Playing the Indian Card

Tuesday, June 09, 2020

Wild in the Streets



Napoleon emerges: 13 Vendemiaire; the "whiff of greapeshot"

Good luck, all my fellow superannuated hippies. You know that revolution we were all calling for in the Sixties? Looks as though we might finally get it.

What we are seeing in the US is starting, I think, to look like a revolution in progress.

We are at that inflection point at which nobody seems to be in charge, and events move so quickly that it is like a spinning wheel—the basic image of the “revolution”—and you cannot guess where that wheel will stop. The situation seems to change daily. Now we seem to be in the Jacobin phase, when everyone is rushing to the most extreme position they can think of to try to stay in front of the mob—and to seize control, which seems up for grabs, for themselves. Rioting? Defund the police!

How will it end? Actually, we can guess pretty easily where the wheel will stop. Revolutions almost always end in a more authoritarian government: a Napoleon, a Hitler, a Mao, a Lenin, a Cromwell, an Ayatollah Khomeini. A few revolutions that do not: those with a generally recognized leadership from the beginning, who can impose some order. That is something we conspicuously do not have here: who are the leaders of Black Lives Matter? Do any names come to mind? Who are the leaders of Antifa?

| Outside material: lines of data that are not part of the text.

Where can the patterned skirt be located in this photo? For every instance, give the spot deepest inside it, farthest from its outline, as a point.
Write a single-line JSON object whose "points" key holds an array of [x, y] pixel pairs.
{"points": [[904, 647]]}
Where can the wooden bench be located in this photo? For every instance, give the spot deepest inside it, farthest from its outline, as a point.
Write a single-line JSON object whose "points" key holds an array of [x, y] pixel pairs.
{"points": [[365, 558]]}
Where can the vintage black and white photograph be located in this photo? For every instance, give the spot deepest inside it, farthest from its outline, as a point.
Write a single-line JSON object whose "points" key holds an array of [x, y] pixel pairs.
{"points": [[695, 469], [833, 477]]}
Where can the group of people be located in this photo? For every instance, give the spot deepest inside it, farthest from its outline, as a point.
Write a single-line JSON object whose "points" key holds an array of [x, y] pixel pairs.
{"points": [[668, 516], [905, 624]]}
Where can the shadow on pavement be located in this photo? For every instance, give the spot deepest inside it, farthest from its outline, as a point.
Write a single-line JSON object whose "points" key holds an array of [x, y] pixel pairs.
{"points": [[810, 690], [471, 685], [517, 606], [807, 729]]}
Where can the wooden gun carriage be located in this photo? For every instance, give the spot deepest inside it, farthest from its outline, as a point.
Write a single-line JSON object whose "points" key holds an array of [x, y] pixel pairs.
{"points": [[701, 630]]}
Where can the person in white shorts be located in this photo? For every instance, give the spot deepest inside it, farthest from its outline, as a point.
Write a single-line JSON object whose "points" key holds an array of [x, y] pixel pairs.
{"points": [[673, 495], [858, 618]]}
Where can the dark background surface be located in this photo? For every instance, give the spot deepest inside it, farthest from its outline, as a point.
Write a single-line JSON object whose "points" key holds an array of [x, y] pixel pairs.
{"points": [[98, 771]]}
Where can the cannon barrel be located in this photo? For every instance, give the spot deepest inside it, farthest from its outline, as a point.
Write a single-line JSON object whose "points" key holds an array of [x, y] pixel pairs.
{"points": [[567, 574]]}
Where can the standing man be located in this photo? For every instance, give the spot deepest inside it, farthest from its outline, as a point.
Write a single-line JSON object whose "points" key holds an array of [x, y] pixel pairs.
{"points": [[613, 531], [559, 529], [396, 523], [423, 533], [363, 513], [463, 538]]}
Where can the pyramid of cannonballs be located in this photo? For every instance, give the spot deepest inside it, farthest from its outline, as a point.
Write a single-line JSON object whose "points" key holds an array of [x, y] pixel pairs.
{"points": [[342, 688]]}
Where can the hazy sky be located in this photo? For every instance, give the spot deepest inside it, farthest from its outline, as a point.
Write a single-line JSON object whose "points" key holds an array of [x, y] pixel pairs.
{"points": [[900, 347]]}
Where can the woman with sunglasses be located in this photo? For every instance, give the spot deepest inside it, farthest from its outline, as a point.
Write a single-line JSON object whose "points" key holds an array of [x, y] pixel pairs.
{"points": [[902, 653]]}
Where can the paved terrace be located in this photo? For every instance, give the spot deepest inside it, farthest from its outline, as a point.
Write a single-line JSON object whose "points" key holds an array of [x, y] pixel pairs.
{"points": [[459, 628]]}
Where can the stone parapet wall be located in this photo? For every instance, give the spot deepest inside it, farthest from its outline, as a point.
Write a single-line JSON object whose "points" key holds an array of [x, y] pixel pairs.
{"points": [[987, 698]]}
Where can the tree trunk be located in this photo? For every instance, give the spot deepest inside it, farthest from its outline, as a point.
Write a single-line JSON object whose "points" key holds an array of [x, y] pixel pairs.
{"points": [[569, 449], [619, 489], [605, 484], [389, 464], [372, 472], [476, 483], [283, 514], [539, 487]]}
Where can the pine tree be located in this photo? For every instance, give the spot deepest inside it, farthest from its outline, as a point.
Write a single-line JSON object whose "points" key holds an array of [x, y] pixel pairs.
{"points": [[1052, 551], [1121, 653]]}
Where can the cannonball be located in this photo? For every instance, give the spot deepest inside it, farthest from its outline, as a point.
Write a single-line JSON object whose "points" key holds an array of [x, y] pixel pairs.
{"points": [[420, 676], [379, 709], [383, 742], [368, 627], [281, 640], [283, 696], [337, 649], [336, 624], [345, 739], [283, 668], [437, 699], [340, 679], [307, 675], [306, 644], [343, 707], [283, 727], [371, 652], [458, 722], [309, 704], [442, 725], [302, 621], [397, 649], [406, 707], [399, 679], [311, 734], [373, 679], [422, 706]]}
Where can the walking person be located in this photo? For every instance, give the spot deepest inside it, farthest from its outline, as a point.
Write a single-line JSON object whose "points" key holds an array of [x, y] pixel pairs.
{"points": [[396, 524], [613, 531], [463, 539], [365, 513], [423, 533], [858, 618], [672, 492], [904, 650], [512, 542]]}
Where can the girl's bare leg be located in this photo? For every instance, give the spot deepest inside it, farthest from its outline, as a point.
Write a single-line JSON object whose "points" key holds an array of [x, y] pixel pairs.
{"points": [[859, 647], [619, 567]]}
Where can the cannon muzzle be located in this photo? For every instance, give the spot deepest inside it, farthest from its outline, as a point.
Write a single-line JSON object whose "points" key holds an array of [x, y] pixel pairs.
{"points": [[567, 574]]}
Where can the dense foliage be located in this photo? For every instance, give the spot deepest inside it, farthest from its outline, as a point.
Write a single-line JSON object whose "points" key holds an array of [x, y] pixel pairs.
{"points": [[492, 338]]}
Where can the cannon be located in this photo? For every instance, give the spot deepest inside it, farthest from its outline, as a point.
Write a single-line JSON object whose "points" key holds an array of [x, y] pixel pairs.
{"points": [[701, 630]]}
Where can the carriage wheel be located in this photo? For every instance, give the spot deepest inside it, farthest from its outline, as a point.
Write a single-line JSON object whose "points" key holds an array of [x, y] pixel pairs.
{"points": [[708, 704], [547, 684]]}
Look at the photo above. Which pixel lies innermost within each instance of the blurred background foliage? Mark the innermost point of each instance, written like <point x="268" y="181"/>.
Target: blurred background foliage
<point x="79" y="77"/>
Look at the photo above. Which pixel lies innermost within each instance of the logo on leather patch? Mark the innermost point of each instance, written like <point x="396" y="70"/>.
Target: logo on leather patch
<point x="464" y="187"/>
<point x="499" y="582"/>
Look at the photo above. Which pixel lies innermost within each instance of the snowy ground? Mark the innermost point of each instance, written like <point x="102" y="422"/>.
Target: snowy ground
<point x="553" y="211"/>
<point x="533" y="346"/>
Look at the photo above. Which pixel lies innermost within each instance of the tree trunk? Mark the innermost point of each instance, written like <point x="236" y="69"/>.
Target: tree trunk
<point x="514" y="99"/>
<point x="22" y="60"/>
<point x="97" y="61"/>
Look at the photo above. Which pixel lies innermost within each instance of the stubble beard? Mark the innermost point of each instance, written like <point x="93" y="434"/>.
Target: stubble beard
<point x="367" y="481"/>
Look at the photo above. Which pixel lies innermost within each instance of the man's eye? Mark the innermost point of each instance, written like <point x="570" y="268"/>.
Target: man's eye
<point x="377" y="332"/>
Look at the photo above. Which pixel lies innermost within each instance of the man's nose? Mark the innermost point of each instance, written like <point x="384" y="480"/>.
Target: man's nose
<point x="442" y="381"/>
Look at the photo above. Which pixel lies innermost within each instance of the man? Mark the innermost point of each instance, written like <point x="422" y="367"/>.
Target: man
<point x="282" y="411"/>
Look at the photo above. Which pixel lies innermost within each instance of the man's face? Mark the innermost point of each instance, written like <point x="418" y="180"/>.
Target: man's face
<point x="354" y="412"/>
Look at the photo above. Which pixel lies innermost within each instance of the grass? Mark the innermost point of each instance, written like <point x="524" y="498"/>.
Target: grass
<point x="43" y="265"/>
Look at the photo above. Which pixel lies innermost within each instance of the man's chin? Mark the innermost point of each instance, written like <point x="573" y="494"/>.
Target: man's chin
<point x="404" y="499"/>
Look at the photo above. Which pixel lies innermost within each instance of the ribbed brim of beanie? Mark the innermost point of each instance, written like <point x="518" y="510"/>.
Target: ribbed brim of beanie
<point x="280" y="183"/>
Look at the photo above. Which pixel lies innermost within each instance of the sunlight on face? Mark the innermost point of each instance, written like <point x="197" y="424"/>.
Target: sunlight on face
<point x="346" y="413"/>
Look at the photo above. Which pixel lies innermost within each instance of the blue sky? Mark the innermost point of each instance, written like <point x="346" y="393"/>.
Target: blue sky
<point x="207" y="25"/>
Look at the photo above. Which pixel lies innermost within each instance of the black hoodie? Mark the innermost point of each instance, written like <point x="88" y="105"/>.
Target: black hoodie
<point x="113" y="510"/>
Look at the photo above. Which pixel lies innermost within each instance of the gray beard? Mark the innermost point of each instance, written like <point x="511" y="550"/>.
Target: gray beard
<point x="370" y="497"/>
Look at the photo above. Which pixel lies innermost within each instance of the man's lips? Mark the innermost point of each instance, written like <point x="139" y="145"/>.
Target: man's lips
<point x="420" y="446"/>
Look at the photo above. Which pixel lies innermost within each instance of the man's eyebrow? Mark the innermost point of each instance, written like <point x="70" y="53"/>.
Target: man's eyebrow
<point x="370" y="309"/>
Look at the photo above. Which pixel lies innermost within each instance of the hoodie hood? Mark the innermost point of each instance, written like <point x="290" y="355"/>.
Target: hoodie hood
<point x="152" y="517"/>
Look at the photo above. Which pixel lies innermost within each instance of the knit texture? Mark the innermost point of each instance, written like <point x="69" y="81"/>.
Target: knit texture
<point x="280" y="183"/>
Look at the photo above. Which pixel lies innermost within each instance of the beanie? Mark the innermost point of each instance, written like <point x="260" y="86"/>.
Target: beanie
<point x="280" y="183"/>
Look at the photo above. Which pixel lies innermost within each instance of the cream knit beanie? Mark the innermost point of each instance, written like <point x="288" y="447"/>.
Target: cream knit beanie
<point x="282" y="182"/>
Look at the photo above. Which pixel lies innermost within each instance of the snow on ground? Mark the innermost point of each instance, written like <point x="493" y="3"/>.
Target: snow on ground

Archbishop Vigano has written a letter to Trump, claiming that the “Deep State” is behind all this, and behind them, the Freemasons. I do not believe in such conspiracy theories. There is nobody in control. It all looks planned for destruction because there is a Devil—evil itself has an independent intelligence, a Logos, and works in transpersonal coordination towards its purposes.

When things devolve into chaos, the common man then craves nothing so much as order. From any quarter. This is a golden opportunity for any prospective dictator.

No, if it comes to that, it isn’t going to be Trump. If this is the revolution, the dictator is almost always someone insignificant in the eyes of the world at this early stage. Nobody knew much about Stalin in 1917; or about Hitler, a mere corporal, in the Great War; or Napoleon, in 1789.

First, the revolution devours all existing leadership. Then it devours its children.

Nothing seems more pathetic than, yesterday, images of a worried-looking Mitt Romney leading a march declaring “Black Lives Matter.” Or police chiefs lying prostrate, or washing the feet of the nearest man with dark skin. They imagine this will save them. Whatever happens now, such people will never again hold positions of leadership. The revolutionaries will want someone uncompromised. And so will the reactionaries.

With any luck, the machinery of civil society that the founders set up, that has withstood everything for perhaps two hundred and fifty years, will weather this tempest too. With any luck, Trump is the man who can hold things together. If he just stands absolutely firm in his rhetoric—only his rhetoric--and things hold together well enough to hold a real election in November, things can still work out. Democracy is designed to inoculate against revolution and mob rule.

But we are suddenly remarkably close to the breaking point.